Nervenarzt 2002 Apr;73(4):321-31
Ziemssen T, Neuhaus O, Farina C, Hartung HP, Hohlfeld R.
Abteilung fur Neuroimmunologie, Max-Planck-Institut fur Neurobiologie, Martinsried.
Glatiramer acetate (GA, Copaxone), a standardized mixture of synthetic polypeptides, has now been approved also in Germany for the treatment of relapsing-remitting multiple sclerosis (RR-MS).
After it had been shown effective in suppression of experimental autoimmune encephalomyelitis (EAE), the animal model of multiple sclerosis (MS), it was evaluated in several clinical studies.
In these studies, GA could alter the natural history of MS by both reducing the relapse rate and affecting disability.
The clinical therapeutic effect of GA was consistent with the effect on magnetic resonance imaging-defined disease activity and burden in a recent multicenter study.
As a daily standard dose, 20 mg of GA is injected subcutaneously.

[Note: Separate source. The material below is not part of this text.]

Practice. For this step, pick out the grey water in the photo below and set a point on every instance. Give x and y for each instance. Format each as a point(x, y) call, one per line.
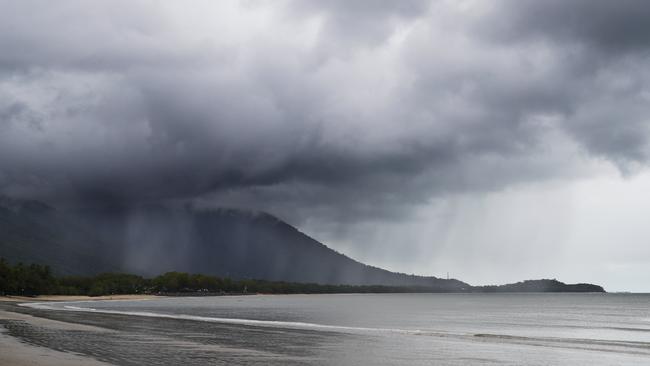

The induction of GA-reactive T-helper 2-like regulatory suppressor cells is thought to be the main mechanism of action.
The most common adverse effects are mild injection site reactions.
A remarkable but rare adverse effect is the only transient immediate post-injection systemic reaction manifested by flushing, chest tightness, palpitations, and dyspnea.
Antibodies to GA which are induced during GA treatment do not interfere with its clinical effects.